I wish I could, but it's not in the cards for me this year. I will be attending SWAT in Waco in August unless something comes up. Have fun and take pictures!


----------



## Vern Tator (May 8, 2012)

DKMD said:


> I wish I could, but it's not in the cards for me this year. I will be attending SWAT in Waco in August unless something comes up. Have fun and take pictures!


I'm only getting to go because it is on this coast and a fairly cheap airfare. So when Mama said go ahead,:lolol: I'm going. I will take lots of pics, there is always a lot of cool work there.


----------



## BangleGuy (May 8, 2012)

Not me either, but this is a great thread. Can anyone chime in on good woodturning shows/conventions to attend?


----------



## Vern Tator (May 8, 2012)

BangleGuy said:


> Not me either, but this is a great thread. Can anyone chime in on good woodturning shows/conventions to attend?


How far west in Western Colo? I will be in Vail at the "Pioneers Weekend" in late September. I taught skiing and built custom homes there in the late 60s and 70s.


----------



## BarbS (May 8, 2012)

Vern Tator said:


> Are any members of this group going to the AAW (American Association of Woodturners) symposium this June? We could get together for dinner one evening or ?
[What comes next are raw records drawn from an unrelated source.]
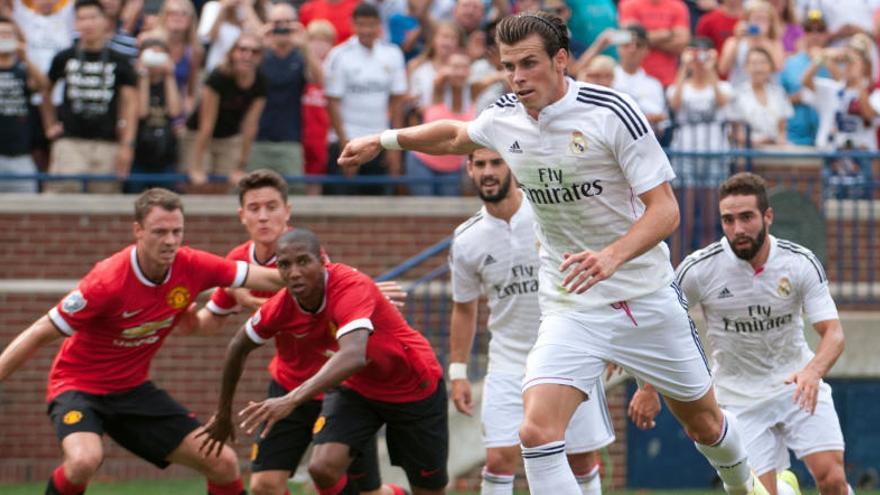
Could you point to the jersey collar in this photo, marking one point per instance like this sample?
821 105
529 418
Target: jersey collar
136 268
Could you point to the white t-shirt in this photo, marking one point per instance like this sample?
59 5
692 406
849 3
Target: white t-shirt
646 90
837 124
500 260
754 319
763 119
364 79
582 165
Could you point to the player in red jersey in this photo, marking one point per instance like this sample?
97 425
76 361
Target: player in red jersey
264 211
388 371
115 321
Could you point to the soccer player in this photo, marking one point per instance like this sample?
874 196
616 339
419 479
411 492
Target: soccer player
265 213
114 323
388 371
494 252
752 288
598 183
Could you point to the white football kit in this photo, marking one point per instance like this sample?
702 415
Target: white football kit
757 336
583 164
500 260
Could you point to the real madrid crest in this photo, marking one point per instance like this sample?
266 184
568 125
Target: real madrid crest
578 144
784 287
178 297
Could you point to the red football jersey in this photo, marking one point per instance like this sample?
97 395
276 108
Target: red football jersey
222 302
117 318
401 366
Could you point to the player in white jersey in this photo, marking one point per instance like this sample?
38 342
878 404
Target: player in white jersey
495 253
598 182
752 288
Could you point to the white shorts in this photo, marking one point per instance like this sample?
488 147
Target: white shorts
770 427
651 337
502 413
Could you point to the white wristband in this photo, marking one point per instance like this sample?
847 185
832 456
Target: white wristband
388 139
458 371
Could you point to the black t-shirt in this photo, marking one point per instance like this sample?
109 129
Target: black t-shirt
234 103
93 82
15 130
286 79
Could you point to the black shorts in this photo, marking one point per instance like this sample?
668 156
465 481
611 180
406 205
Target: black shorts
287 442
417 432
145 420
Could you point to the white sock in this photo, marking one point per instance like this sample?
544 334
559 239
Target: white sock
496 484
728 457
548 471
590 483
783 488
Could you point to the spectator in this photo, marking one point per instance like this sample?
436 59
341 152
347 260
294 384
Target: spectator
360 97
668 33
223 21
631 78
156 150
759 27
19 79
316 122
760 103
599 70
223 127
718 25
96 124
804 124
699 100
446 40
177 18
287 66
338 12
451 100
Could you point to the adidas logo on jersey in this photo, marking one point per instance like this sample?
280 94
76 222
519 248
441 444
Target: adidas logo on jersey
514 148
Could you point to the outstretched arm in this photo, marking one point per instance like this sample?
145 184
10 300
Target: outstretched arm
42 332
441 137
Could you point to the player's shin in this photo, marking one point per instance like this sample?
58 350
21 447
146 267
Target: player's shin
548 471
496 484
235 487
728 457
60 485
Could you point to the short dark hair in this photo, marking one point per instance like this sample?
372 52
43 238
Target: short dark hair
301 236
746 184
549 27
260 178
81 4
365 10
157 196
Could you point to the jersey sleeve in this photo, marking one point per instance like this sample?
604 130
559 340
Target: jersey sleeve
480 130
219 272
81 307
635 147
465 279
818 303
352 305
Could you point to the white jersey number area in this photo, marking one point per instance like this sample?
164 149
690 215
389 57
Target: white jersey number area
582 165
500 260
754 318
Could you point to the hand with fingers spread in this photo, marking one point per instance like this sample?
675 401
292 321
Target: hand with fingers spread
807 392
644 407
586 269
217 432
269 411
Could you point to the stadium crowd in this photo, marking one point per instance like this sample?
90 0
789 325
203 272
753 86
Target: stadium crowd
221 87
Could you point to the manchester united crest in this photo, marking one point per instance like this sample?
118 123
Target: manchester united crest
179 297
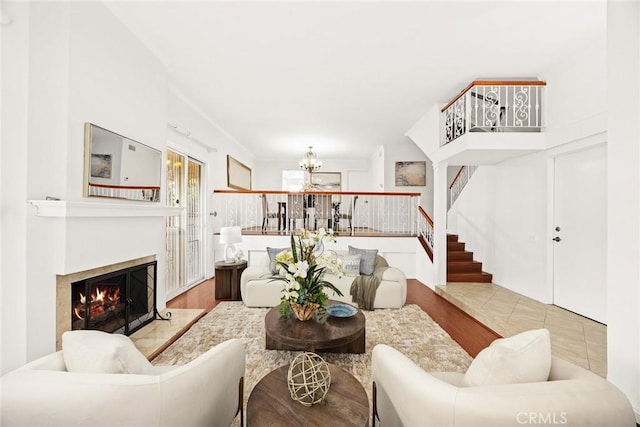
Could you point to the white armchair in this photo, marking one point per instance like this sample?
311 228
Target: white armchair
406 395
206 391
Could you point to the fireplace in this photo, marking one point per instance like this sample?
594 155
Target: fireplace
116 298
120 302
I wish. I have kids and grandkids there, too, but I'm stuck at home as a caregiver for my elderly mother. Let us know how great it is! I'm sure you'll have a wonderful weekend.


----------



## BangleGuy (May 8, 2012)

Vern Tator said:


> BangleGuy said:
> 
> 
> > Not me either, but this is a great thread. Can anyone chime in on good woodturning shows/conventions to attend?
> ...



I am in the Grand Junction area


----------



## dean jordan (May 8, 2012)

Going to Provo next week for their symposium. It will be number 12 forme. Then San Jose in June. My 4th nat symposium. They are well worth the money and the wood choice is amazing.
Dean


----------



## Vern Tator (Jun 5, 2012)

Hey Dean, Want to have dinner together Thursday or Friday night in San Jose?


----------



## DKMD (Jun 5, 2012)

BangleGuy said:


> Not me either, but this is a great thread. Can anyone chime in on good woodturning shows/conventions to attend?




Sorry... I missed this post. The national meeting is the largest(so I'm told). SWAT which is coming up in August in Waco, TX is the second largest, and it's a lot of fun... We're planning to go again this year. Lots of places have regional symposia, and you'd just have to check with local clubs. I'll probably also hit the Nashville event around the end of January... It's much smaller the SWAT, but I enjoyed it last year. The Utah event that just past is supposed to be a great event, but I've not had the opportunity to attend. Anyway, that's the little bit I know about symposia.


----------



## Vern Tator (Jun 5, 2012)

This will be my 4th national symposium. It is usually a thank you gift from my daughter and son in law. They don't have emergencies at their house, the have "Grandpa Vernies". I respond because I love them and then they sneak the admission price into a Christmas gift for me. I probably won't go next year as it will be on the east coast, but you never know. It is a great place to learn a lot about wood and turning it. :irishjig:


----------